Selasa 01 Dec 2015 23:50 WIB

Pengamat: Penolakan Warga Bukti Pemda Gagal Sosialisasikan RTRW

Rep: C36/ Red: Ichsan Emrald Alamsyah
Pekerja sedang menyelesaikan proyek infrastruktur dikawasan Kuningan,Jakarta, Selasa (7/7).
Foto: Republika/ Tahta Aidilla
Pekerja sedang menyelesaikan proyek infrastruktur dikawasan Kuningan,Jakarta, Selasa (7/7).

REPUBLIKA.CO.ID, TANGERANG -- Pengamat tata kota, Nirwono Joga, menilai penolakan warga terkait beberapa proyek pembangunan infrastruktur di Jabodetabek merupakan imbas kegagalan sosialisasi peraturan rencana tata ruang dan wilayah (RTRW). Pemerintah daerah setempat harus memprioritaskan sosialisasi penetapan RTRW.

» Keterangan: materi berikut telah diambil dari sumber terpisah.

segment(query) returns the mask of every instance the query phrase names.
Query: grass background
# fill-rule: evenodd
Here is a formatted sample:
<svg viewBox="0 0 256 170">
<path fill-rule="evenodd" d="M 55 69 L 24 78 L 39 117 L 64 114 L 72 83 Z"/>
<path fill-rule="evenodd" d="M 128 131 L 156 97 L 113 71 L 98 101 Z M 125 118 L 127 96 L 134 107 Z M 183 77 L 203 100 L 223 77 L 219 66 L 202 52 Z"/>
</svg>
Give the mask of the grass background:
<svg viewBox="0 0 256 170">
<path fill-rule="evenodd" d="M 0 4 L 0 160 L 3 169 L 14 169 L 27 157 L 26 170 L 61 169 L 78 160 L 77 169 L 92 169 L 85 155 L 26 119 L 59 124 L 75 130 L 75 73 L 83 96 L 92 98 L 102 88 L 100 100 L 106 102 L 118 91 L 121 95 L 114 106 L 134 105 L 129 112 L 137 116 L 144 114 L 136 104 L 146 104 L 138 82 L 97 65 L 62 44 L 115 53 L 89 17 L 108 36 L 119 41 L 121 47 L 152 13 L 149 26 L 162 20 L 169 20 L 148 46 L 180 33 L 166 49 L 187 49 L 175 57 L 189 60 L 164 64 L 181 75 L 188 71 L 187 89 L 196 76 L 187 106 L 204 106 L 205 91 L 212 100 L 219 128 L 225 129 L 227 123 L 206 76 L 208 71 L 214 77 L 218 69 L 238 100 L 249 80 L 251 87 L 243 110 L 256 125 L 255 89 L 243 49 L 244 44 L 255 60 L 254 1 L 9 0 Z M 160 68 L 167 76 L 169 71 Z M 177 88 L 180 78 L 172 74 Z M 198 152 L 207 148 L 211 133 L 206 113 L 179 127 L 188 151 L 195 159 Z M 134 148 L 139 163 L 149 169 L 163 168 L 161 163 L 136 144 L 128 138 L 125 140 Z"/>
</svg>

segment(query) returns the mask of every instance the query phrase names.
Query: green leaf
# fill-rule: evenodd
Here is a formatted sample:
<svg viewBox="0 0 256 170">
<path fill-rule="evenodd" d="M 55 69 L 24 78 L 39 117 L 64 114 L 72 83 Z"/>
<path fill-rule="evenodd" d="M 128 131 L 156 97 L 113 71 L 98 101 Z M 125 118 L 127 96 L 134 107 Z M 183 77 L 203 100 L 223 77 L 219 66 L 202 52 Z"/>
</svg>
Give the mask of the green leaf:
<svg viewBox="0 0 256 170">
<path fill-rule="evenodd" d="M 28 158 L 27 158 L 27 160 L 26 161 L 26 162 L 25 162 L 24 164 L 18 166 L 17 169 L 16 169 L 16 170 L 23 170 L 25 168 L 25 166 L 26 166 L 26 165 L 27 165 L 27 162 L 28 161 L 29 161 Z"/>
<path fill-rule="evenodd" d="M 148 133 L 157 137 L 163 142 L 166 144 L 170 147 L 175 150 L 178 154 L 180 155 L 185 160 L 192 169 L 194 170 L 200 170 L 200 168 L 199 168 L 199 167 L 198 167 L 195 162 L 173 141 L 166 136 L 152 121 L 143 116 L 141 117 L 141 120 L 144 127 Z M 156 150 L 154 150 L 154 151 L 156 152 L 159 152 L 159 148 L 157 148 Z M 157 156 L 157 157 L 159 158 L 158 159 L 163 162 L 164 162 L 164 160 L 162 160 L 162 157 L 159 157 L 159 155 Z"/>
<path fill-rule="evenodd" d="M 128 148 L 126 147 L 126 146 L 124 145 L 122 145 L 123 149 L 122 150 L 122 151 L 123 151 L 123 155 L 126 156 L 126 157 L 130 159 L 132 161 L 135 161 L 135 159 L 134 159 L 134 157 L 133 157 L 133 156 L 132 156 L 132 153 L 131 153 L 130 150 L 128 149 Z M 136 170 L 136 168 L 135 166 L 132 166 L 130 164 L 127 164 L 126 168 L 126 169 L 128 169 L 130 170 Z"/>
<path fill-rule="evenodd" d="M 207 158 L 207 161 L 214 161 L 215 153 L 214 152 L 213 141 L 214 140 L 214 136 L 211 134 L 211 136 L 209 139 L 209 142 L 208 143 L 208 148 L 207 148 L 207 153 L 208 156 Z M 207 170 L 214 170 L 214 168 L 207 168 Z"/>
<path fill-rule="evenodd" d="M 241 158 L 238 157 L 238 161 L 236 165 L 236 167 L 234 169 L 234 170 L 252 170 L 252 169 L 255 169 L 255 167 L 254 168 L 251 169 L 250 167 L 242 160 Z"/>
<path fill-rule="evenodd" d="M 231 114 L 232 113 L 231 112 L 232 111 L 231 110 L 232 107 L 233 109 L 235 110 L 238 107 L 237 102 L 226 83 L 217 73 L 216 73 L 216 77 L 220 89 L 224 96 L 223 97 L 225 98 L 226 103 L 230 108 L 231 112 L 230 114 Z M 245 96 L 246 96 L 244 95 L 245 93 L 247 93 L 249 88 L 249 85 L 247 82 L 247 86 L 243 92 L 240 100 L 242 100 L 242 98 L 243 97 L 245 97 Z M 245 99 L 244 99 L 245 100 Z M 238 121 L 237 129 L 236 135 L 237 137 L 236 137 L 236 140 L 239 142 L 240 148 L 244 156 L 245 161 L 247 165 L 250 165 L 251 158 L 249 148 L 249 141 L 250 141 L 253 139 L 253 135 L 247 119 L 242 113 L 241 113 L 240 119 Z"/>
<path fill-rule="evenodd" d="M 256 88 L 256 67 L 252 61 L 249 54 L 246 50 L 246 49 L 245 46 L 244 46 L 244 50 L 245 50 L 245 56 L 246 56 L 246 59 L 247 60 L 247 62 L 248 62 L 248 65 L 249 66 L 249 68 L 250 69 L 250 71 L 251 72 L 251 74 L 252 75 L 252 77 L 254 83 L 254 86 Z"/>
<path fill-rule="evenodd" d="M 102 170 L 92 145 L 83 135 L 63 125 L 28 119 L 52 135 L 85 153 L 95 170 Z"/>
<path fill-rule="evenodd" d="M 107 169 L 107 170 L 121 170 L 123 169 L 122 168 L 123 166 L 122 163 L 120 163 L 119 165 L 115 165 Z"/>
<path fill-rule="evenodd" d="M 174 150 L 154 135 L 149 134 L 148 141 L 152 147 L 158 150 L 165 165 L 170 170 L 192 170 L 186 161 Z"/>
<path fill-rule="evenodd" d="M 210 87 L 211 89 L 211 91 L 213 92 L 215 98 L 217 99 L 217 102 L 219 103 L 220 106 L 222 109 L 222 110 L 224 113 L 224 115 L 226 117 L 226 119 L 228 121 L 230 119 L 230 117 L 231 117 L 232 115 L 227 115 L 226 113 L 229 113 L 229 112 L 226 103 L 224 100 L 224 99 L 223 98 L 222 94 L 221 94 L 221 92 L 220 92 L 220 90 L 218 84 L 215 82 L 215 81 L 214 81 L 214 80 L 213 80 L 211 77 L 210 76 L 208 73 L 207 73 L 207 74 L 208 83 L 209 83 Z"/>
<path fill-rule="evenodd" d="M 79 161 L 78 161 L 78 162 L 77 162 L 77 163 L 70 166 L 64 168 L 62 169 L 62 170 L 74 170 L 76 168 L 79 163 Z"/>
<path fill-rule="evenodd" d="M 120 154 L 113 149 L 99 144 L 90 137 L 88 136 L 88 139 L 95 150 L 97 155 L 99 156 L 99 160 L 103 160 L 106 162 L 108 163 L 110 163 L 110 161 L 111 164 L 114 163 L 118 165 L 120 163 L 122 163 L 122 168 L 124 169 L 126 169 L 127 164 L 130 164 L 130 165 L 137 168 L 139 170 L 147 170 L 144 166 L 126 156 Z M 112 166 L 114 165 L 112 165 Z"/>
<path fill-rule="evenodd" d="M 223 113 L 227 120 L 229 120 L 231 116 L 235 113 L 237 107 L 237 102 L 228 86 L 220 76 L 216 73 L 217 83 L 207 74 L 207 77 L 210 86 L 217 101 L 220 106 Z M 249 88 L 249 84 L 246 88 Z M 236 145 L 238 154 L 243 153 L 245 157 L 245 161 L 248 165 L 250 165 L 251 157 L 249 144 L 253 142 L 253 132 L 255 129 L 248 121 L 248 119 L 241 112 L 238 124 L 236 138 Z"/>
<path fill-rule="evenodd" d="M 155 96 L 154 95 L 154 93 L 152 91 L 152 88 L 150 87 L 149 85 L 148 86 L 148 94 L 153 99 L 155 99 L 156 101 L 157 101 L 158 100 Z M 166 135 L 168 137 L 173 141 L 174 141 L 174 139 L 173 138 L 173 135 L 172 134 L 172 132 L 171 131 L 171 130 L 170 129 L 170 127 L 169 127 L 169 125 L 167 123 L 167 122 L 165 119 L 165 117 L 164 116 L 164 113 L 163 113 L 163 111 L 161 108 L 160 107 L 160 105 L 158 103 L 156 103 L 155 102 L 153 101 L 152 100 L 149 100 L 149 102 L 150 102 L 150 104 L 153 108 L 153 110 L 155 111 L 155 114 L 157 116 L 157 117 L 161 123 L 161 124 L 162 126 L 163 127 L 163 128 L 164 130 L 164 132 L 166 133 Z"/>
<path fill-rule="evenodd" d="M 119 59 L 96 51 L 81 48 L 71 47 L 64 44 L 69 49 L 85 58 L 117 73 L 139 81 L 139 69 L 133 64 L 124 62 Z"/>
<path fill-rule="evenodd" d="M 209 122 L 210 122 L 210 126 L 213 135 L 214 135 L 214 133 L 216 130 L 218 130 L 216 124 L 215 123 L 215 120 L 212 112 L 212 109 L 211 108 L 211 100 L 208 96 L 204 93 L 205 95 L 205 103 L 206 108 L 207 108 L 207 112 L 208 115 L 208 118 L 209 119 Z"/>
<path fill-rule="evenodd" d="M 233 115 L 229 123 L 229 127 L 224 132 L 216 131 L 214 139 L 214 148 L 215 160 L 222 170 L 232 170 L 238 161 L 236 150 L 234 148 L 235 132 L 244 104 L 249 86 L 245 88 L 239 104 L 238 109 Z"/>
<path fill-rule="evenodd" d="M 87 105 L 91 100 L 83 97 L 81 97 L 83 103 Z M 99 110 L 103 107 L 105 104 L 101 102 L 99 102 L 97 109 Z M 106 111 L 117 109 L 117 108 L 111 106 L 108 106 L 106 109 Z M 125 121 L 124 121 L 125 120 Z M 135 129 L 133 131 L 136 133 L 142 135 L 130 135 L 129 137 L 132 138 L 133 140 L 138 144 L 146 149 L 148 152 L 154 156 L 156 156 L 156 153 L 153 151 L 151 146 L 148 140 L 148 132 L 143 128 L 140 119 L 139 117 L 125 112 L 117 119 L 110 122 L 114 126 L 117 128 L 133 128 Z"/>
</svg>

"Kondisi yang hampir seragam di Jabodetabek membuktikan pemerintah daerah setempat kurang maksimal memberikan sosialisasi. Semestinya, aturan RTRW segera diturunkan dalam rencana detail tata ruang (RDTR) di tingkat kota atau kabupaten," jelas Nirwono saat dihubungi Republika, Selasa (1/12).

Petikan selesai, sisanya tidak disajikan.